We perform two sets of experiments. In the first one, we use the Arabic Honeypot dataset. We use an LDA model with 200 topics to extract features from the dataset then we apply REFOCUS and report the results. However, using this dataset raises the concern that our approach might not perform as well on non-Arabic tweets. Hence we also perform the second experiment. We follow the same procedure but use the datasets that were collected by Cresci et al. [5]. These datasets (as explained in Sect. 3) have three advantages: they are among the most recent publicly available labeled datasets for bots and include newer bots, they use manual labeling which is different from the honeypot dataset, and a majority of the tweets are in English. Hence, by testing our approach on Cresci’s datasets, we show that our model performs well regardless of the language of tweets and is resilient to new bots that emerge on social media.

The results are presented in Table 3. For the experiments on Cresci’s datasets, we do not balance the classes due to small size of the data. Hence, we also include the ROC AUC in our results. The ROC AUC for a classifier that randomly assigns labels to instances is 0.5 regardless of the class balance and is a helpful metric to assess classifiers when the samples of one class are more than the other. Reserving the class imbalance is also helpful to mimic the real world scenario where bots are a small portion of all users on social media [16].
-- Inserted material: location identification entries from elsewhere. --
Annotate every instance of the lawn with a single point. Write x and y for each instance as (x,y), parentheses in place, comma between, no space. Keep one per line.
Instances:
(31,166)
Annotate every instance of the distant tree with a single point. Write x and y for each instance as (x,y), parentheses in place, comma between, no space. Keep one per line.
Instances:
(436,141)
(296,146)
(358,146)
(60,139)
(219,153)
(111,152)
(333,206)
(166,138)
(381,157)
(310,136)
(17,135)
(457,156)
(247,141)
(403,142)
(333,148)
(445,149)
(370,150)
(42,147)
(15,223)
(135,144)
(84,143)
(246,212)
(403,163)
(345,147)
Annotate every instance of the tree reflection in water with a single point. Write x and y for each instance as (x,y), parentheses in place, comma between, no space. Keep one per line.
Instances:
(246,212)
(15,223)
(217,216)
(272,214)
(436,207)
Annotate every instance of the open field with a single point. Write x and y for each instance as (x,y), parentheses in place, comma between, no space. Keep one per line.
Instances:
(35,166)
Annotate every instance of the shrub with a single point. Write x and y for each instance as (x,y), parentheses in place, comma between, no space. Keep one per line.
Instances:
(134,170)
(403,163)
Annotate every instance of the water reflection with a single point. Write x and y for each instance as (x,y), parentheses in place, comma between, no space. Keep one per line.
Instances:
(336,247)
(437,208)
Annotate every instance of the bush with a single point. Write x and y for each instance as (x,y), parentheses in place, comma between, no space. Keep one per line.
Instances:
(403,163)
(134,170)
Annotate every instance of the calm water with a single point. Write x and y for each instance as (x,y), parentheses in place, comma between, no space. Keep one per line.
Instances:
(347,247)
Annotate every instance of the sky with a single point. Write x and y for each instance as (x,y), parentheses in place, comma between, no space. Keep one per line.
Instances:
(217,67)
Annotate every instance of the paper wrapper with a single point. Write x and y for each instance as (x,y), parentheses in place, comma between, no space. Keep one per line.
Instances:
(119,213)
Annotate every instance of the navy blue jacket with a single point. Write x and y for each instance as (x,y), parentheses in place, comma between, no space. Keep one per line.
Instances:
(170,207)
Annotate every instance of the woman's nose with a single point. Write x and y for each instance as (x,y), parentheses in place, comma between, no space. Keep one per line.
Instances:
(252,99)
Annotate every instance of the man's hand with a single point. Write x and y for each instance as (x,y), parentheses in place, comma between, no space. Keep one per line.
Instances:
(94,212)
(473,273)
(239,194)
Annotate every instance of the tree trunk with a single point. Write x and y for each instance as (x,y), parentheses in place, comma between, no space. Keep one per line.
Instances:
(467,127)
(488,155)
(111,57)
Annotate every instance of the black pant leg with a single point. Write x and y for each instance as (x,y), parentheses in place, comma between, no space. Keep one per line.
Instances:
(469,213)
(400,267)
Table 3. Comparison between REFOCUS and baseline bot detection methods.

In the first experiment, on the Arabic Honeypot dataset, SVM has higher precision and lower recall in comparison to REFOCUS. The reason is that SVM only labels a user as bot if the predicted probability of being a bot for that user is over 0.5. However, our method learns the best threshold for optimizing recall while reaching a high \(F_1\). Hence REFOCUS chooses a lower threshold (0.35 in this case). This choice results in 2% lower \(F_1\), however, we are willing to tolerate this loss due to 6% gain in recall. BotOrNot performs considerably worse in this dataset in comparison to the Social Spambot datasets. The reason is that Social Spambot datasets have been used in training BotOrNot and it is expected for classifiers to have lower performance on unseen datasets (e.g. Arabic Honeypot).

In the second experiment, we test our method on two non-Arabic datasets which are obtained using a manual annotation method to show that our results are robust to variations in datasets such as language. In Social Spambots 1, SVM and our proposed approach perform almost identically with an slightly better recall in REFOCUS. The reason is that the differences between instances in human and bot classes are well captured by the classifiers to the extent that the classifier (either SVM or REFOCUS) are very confident in the labeling. Hence, each instance gets a high probability of being in its actual class and changing the threshold does not change the classification results much. We also observe that our approach outperforms BotOrNot. On Social Spambots 2, SVM and BotOrNot outperform our approach in precision and have lower recall, similar to the Arabic Honeypot dataset, because they are not is not designed to optimize on recall. \(F_1\) of our approach is similar to the baselines.

6 Conclusion and Future Directions

The dominant trend among the previously proposed methods for bot detection is solely focusing on precision, making sure that no human user is marked as a bot, or optimizing for \(F_1\). In this work, we showed that we can focus on recall of a bot detection model without sacrificing the overall performance. We tested our method on three real-word datasets and observed that using \(F_2\) score in the training phase results in finding the best classification threshold for optimizing recall and having high overall performance in terms of \(F_1\). In the future, we wish to explore the robustness of our method on translated datasets and also measure its effectiveness in discriminating different types of bots in a dataset.